For instance, the standard deduction for married couples filing jointly jumped by $1,800 or 7 percent in tax year 2023. In addition, federal tax brackets also got higher.

Together, these changes meant that taxpayers whose wage increases in 2023 did not keep up with the rate of inflation may see higher refunds.

Crypto Transactions

All taxpayers are required to report any sale proceeds and gains or losses from the sale of cryptocurrencies on their returns.

On tax forms, citizens are asked the following question: “At any time during 2023, did you: (a) receive (as a reward, award, or payment for property or services); or (b) sell, exchange, or otherwise dispose of a digital asset (or a financial interest in a digital asset)?”

Taxpayers filing forms 1040, 1040-SR, 1040-NR, 1041, 1065, 1120, 1120, and 1120S must answer the question regardless of whether or not they conducted digital asset transactions.

New Client and ‘Ghost Preparer’ Scams

The IRS has issued recent warnings to tax professionals and businesses to watch out for specific types of hacking methods—”new client” spearfishing and “ghost preparers”—because of the increasing number of incidents.

“Phishing refers to emails or text messages designed to steal personal information directly, or by clicking on an embedded link or attachment; spearfishing is more targeted. Spearphishing is a type of phishing that targets specific individuals, organizations, or businesses, typically using malicious emails,” the IRS explained.

In the “new client” scam, cybercriminals impersonate real taxpayers and approach tax professionals, seeking help with their returns. The criminals then send phishing emails to get sensitive data or gain access to the tax preparer’s client information from their computer networks.

Individuals who use tax-preparation services should ensure that the highest security standards are maintained in the business for protecting critical data.

“It’s crucial for tax professionals and businesses to be wary of creative and evolving cyberattacks designed to access sensitive systems,” said IRS Commissioner Danny Werfel.

“Cyberattacks pose a threat to not just the livelihood of the businesses but the sensitive tax and personnel information that identity thieves can use to try filing fake tax returns.”

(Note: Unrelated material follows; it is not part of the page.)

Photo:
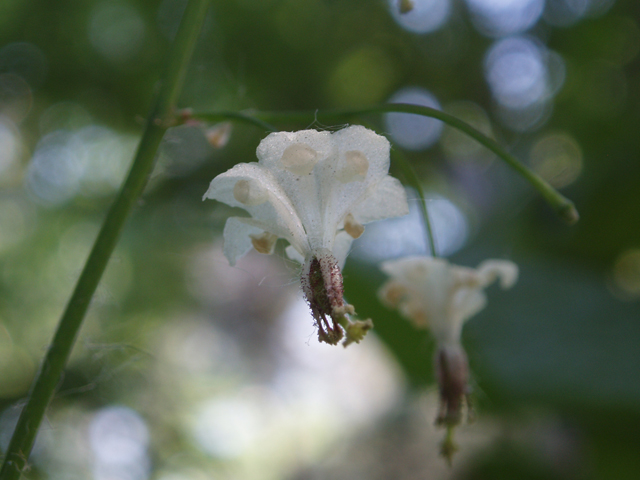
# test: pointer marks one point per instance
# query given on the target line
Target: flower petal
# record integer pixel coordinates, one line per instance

Earlier this month, the IRS alerted taxpayers to look out for “ghost preparers”—tax preparers who entice vulnerable people to take advantage of tax credits for which they do not qualify.

“These preparers can charge a large percentage fee of the refund or even steal the entire tax refund. After the tax return is prepared, these ‘ghost preparers’ can simply disappear, leaving well-meaning taxpayers to deal with the consequences,”the IRS said.

The agency listed out some of the warning signs of ghost preparers like asking for cash payments, often without a receipt, and with fee amounts typically calculated as a percentage of the refund amount.

They invent false income for the client so that the taxpayer can apparently claim deductions and get higher refunds. Some of them may try to convince taxpayers to deposit refunds in other bank accounts.

“Ghost preparers and other shady return preparers form a real threat every tax season to well-meaning taxpayers,” Mr. Werfel said. “We urge people to choose a trusted tax professional that will be around if questions arise later.”